The Node Red flow looks like this:
The first node in the flow sets up the listener on "http://[node-red-ip]:1880/debounce". You can send parameters in the request like "http://[node-red-ip]:1880/debounce?a=1&b=2". In Node Red you can then refer to those parameters as msg.req.query.a, msg.req.query.b, etc. So the first Hubitat rule makes a request and passes the endpoint of the second rule as a request parameter.
To use this I first set up the action rule (the second rule) with a single trigger event of "http endpoint". I always copy that endpoint and paste it into the rule notes so I can find it later. Now that I have the endpoint URL, I can set up the first rule.
For example, if the endpoint is "http://[hubitat_ip]/apps/api/1234/trigger?access_token=xxxxxxxx-edd5-447b-b2d4-xxxxxxxxxxxx"...
The first rule with multiple triggers will have an action to send the following 'http get':
"http://[node-red-ip]:1880/debounce?callback=1234/trigger?access_token=xxxxxxxx-edd5-447b-b2d4-xxxxxxxxxxxx
This calls the Node Red listener and passes a query parameter of "callback" that contains the last part of the endpoint URL. In Node Red that is stored in the msg.req.query.callback variable.
The next node is a throttle node that will only pass one message every two seconds for any given msg.req.query.callback. That means multiple rules can call different endpoints multiple times in the same two seconds and the throttle node will pass one message for each endpoint. It can be set to pass the first or last message. I have it set to pass the last (most recent) message at the end of the 2-second delay.
The function node just sets up the outbound request by appending the 'callback' string onto the first part of the endpoint URL with the following code:
msg.url='http://[hubitat_ip]/apps/api/'
msg.url += msg.req.query.callback
return msg;
So this creates the full endpoint URL from the query that was received. The last node calls that URL, triggering the second rule on the Hubitat.
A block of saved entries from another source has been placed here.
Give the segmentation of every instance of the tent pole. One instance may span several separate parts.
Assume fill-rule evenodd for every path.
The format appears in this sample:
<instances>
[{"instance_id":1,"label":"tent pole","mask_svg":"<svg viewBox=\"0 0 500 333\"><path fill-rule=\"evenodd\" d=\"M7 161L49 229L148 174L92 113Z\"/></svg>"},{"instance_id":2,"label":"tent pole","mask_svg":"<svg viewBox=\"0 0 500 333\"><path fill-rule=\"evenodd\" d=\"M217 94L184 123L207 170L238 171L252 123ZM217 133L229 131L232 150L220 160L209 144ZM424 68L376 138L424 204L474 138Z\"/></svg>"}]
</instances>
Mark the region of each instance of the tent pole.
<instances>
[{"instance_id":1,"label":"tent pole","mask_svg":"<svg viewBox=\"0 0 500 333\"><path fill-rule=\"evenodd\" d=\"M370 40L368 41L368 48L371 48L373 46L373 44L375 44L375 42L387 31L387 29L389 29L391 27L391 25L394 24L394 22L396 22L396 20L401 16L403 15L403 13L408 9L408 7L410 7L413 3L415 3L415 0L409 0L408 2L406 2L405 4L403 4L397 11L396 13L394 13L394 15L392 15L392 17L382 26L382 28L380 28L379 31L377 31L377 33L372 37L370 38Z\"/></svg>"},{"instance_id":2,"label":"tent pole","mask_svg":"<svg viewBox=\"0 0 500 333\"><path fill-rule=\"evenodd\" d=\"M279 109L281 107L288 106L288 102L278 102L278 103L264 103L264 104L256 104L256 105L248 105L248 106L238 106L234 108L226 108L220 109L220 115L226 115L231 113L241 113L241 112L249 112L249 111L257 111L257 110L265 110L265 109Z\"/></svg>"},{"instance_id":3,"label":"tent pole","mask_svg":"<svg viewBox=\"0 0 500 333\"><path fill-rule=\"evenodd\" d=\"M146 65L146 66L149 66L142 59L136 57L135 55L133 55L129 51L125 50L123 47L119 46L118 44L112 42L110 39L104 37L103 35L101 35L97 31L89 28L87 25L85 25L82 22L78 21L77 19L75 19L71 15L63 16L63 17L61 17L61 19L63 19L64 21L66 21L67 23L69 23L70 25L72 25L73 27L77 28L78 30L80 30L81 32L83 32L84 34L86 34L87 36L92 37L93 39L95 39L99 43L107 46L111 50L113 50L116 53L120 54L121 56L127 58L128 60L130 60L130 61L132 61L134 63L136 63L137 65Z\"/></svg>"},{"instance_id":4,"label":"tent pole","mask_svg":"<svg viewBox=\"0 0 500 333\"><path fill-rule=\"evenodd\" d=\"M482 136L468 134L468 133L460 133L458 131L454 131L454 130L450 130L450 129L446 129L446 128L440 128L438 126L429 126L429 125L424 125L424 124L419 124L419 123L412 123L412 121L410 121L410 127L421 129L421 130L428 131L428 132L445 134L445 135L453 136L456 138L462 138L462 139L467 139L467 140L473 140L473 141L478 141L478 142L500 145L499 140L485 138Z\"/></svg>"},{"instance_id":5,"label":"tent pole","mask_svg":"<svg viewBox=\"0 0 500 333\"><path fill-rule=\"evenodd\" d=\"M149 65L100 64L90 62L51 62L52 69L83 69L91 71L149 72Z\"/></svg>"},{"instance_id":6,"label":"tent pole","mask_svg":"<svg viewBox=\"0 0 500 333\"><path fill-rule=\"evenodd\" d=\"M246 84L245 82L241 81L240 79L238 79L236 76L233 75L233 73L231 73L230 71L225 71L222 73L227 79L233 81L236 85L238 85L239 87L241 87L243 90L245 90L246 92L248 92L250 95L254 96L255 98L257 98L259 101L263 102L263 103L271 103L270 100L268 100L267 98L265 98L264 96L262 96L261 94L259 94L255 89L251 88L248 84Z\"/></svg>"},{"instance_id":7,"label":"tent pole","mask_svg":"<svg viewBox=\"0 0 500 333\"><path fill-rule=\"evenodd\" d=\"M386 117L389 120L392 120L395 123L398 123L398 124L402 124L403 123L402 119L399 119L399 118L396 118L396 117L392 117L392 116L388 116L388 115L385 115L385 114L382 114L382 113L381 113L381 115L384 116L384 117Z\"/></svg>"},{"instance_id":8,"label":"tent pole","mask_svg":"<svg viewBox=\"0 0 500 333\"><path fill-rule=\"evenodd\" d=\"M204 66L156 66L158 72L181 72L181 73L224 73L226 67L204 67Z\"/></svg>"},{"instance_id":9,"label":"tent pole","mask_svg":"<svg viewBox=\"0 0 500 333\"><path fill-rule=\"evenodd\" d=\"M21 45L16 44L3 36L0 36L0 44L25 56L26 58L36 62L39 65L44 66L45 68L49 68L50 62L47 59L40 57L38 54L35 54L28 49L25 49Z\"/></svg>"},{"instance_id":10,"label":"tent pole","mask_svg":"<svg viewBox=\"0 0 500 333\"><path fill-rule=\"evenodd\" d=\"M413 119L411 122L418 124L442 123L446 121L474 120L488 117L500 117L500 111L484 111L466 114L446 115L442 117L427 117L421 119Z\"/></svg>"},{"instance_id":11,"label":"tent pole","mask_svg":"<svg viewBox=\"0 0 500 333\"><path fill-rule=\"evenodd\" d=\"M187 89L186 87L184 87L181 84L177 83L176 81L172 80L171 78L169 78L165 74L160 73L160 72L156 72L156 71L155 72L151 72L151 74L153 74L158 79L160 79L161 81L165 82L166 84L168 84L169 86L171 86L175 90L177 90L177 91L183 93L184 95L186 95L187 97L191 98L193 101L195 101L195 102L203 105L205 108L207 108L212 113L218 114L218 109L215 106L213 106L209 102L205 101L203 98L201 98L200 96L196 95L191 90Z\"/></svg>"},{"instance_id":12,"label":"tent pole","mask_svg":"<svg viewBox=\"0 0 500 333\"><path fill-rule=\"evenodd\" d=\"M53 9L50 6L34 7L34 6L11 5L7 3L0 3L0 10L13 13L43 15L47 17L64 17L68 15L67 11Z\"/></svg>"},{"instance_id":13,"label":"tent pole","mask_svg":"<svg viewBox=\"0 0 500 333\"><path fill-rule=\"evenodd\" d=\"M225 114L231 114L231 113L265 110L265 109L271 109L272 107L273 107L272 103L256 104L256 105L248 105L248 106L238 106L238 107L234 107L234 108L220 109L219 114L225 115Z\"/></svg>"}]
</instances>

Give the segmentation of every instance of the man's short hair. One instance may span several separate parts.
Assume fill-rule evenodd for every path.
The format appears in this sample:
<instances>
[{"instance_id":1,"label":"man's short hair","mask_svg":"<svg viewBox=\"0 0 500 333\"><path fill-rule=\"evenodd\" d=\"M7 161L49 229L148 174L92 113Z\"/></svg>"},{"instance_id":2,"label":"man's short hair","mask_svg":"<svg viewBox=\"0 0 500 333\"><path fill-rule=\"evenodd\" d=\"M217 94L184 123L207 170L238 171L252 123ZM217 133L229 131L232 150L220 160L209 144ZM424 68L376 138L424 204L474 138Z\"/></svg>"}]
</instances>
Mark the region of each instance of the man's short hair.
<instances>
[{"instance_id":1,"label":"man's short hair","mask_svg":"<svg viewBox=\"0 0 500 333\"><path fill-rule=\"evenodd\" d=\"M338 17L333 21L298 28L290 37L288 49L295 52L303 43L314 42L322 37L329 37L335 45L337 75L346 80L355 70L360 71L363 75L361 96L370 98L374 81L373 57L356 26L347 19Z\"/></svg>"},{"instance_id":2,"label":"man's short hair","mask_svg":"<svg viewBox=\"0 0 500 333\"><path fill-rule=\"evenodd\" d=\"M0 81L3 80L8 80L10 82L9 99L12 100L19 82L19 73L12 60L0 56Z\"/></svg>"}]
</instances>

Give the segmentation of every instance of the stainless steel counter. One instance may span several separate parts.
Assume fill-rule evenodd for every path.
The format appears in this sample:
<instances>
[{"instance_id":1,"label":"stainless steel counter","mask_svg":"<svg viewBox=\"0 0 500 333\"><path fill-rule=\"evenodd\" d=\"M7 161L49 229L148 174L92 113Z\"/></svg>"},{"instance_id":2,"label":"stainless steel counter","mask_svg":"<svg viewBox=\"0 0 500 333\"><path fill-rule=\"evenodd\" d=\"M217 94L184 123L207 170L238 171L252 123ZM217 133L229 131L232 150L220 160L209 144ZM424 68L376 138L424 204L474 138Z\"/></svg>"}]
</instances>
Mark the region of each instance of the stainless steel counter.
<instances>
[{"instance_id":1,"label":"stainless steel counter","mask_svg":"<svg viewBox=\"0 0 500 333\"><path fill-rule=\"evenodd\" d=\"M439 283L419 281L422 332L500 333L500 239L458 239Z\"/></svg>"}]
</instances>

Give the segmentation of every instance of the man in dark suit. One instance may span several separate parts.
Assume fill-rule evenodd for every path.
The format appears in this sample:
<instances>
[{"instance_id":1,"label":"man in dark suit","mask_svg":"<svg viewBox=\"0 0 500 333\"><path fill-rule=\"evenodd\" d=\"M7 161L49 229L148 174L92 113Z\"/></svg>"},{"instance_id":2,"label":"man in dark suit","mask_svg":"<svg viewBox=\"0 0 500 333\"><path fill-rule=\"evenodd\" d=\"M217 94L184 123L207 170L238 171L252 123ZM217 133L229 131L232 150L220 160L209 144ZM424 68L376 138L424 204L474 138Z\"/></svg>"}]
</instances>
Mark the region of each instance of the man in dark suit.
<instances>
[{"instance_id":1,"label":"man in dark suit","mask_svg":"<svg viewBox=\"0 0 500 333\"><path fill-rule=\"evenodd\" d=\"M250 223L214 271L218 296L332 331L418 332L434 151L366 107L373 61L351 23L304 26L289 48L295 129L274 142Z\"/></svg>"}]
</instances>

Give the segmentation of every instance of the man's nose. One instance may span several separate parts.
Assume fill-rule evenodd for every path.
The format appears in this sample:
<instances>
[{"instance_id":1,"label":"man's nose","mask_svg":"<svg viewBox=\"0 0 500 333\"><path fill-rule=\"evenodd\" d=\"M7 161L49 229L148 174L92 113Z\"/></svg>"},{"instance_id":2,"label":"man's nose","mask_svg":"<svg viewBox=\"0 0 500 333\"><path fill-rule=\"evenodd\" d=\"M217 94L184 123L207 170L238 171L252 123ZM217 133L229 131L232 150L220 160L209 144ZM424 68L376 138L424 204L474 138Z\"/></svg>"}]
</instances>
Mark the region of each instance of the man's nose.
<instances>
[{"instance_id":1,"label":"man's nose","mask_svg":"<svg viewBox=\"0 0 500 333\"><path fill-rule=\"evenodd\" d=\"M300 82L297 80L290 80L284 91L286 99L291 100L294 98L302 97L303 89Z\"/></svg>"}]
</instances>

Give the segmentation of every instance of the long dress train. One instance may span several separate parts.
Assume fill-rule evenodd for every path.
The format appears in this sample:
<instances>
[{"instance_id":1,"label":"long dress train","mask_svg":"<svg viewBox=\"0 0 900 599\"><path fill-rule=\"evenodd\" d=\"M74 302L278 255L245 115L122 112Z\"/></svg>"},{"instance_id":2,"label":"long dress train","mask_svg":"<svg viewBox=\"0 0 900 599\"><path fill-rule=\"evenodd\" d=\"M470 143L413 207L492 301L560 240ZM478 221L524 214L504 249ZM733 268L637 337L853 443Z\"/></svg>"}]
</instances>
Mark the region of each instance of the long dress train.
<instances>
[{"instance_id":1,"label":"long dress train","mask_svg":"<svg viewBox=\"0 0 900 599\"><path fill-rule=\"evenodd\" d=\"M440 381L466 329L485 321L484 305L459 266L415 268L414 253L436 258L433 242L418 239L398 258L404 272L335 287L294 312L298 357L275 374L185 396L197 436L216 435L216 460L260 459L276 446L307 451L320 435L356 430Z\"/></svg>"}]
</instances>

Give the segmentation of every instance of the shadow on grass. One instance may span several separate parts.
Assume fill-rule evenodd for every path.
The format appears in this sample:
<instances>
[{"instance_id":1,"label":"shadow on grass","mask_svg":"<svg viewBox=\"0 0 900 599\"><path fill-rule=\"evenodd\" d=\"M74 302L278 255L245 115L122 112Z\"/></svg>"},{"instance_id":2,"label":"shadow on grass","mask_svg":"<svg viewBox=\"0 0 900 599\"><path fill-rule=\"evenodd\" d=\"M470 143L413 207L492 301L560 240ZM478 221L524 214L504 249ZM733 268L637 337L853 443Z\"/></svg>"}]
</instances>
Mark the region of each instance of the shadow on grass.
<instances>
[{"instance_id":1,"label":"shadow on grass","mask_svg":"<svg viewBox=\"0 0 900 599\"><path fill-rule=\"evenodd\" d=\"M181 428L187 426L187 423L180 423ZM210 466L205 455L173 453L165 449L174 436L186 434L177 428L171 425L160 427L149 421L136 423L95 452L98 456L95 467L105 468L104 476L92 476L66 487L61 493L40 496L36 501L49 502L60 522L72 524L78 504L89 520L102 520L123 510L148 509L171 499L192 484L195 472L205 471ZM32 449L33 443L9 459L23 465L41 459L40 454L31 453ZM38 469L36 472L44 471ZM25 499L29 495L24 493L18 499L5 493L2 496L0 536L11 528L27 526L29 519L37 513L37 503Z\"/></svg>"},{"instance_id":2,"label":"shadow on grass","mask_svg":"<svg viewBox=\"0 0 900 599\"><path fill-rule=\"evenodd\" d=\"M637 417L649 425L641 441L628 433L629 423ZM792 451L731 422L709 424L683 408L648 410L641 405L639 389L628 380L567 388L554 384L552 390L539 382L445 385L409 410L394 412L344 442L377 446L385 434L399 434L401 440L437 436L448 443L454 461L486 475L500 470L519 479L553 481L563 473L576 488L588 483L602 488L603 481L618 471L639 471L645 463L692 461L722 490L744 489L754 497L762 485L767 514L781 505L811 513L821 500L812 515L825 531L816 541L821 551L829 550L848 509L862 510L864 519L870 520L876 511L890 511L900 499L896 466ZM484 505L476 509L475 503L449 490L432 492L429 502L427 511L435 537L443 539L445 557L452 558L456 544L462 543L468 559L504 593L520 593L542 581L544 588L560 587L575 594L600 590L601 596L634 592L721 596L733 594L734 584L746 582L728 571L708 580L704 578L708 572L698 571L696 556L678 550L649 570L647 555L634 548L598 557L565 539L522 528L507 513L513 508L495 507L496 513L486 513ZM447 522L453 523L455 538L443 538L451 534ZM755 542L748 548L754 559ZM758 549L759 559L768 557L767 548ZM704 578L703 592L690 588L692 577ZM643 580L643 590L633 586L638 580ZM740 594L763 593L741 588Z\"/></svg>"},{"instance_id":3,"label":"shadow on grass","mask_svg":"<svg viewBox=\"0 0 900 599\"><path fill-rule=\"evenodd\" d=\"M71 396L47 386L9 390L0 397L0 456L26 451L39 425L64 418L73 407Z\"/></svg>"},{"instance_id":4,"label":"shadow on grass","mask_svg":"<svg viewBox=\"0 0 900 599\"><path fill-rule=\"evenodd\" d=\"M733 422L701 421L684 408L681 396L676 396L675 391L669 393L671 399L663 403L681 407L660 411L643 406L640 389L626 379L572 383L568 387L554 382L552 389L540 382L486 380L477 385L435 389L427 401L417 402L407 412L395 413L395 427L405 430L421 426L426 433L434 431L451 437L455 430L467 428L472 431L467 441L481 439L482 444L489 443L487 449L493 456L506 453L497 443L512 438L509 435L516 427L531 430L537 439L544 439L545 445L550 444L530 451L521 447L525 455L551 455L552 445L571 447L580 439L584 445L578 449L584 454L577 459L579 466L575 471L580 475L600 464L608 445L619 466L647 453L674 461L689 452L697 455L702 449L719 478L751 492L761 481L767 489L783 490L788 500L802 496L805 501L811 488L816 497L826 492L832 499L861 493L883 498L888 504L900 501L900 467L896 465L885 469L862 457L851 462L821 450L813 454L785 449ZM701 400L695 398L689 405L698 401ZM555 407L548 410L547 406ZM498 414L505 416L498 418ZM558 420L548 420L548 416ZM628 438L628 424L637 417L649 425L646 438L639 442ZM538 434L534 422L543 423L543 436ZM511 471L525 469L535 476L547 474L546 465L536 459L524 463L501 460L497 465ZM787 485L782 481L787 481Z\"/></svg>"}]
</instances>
I'm using this to send notifications when my car's tire pressures are low. The trigger on the first rule is for any of the 4 tires being below a threshold. Often when it gets cold overnight, all 4 of them report low at the same instant the next time the car is moved. With this method, I get only a single notification when that happens.
IIRC I tried to use one rule calling a virtual switch which triggered another rule to accomplish the same thing completely in Hubitat, but even when I used a virtual switch, the system was seeing the virtual switch turn on more than once when the triggers went off in rapid succession.
IDRC (I do remember correctly). Here it is: Preventing double/concurrent activation - #7 by bravenel
At the end of that thread Bruce posted a link to some Groovy code that could be modified to do this entirely on the Hubitat. At the time I wasn't comfortable trying to modify Groovy and I was already using Node Red for other things, so I went the Node-Red route.